Patil, of course, endorses Broadcom’s layered approach to mainframe security, which makes sense to me. Broadcom has a rich set of tools supporting this, although I haven’t reviewed them in detail.
One issue Patil identifies is the use of weak credentials. I’d go further – passwords alone are a nuisance which doesn’t really provide any useful security. Patil, of course, recommends Multi Factor Authentication (MFA) and points out that in April 2023, Broadcom Mainframe Software Division integrated its Mainframe MFA solution with Symantec VIP Authentication Hub – thus enabling a single MFA solution across cloud, distributed and mainframe platforms. He also highlights the importance of insider threats (after all, these people know how your processes work) and, therefore, of privileged access management (see Broadcom’s Trusted Access Manager for z – users are elevated to a privileged status only for as long as is necessary for a particular task).
A further presentation on Securing the Software Supply Chain also made a lot of sense.
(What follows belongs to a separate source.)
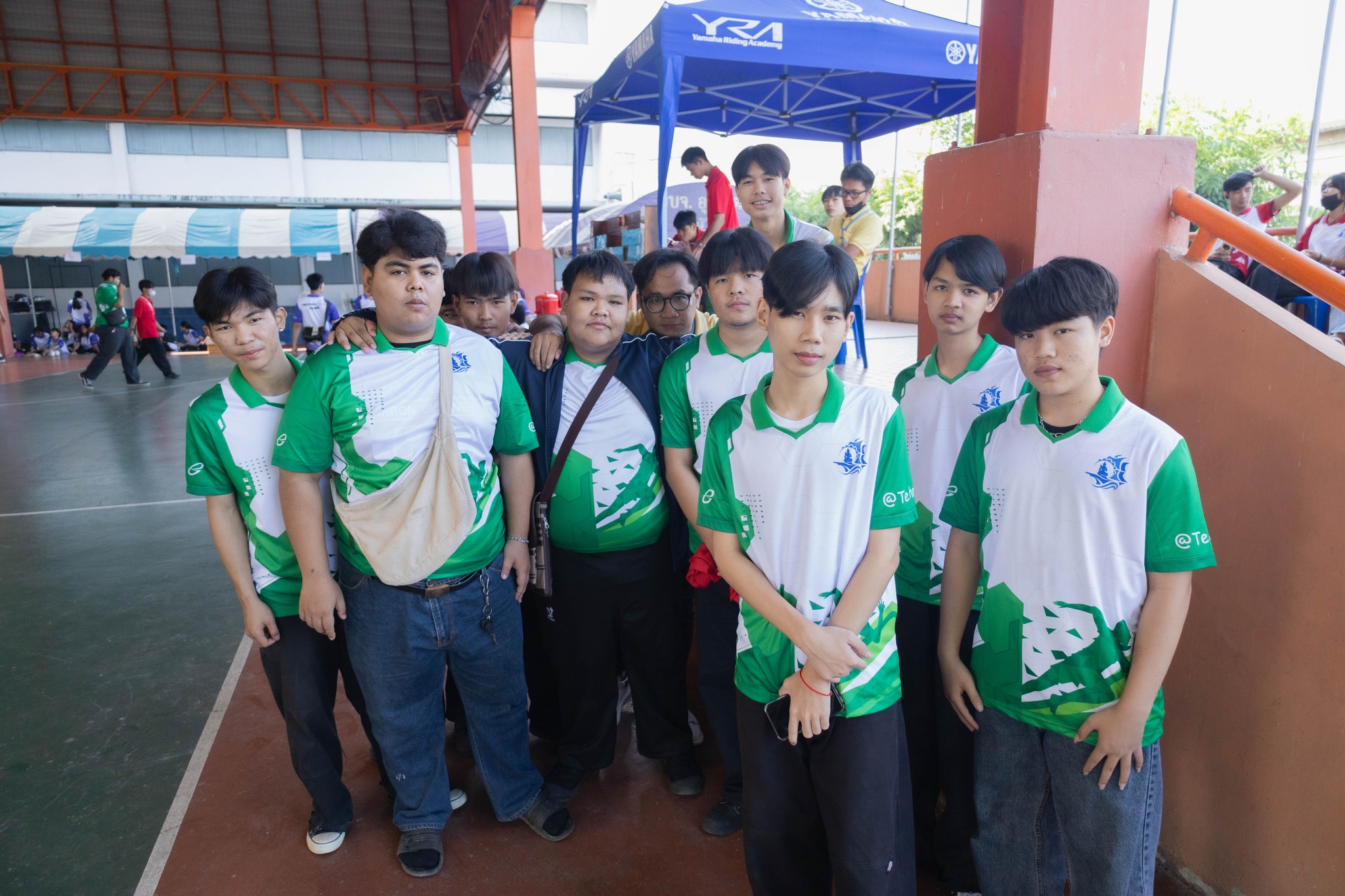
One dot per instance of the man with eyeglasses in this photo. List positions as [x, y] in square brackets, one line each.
[860, 230]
As I’ve said, securing just one part of your business is not enough, you must take a holistic approach.
I will add another point. Security is a people, not just a technology thing. Make sure that mainframe security is part of security generally, train not only the security people but also general users (security awareness training) and, ideally, rotate people around platforms so that there are no silos. The details of the way security works and the defaults one can expect may vary across platforms – a major possibility for security exposure is an incorrect assumption, based on personal ignorance.
Mainframes can be made very secure without too much effort, but they don’t do this for themselves. People have to set policies, evaluate threats and configure mainframe security appropriately.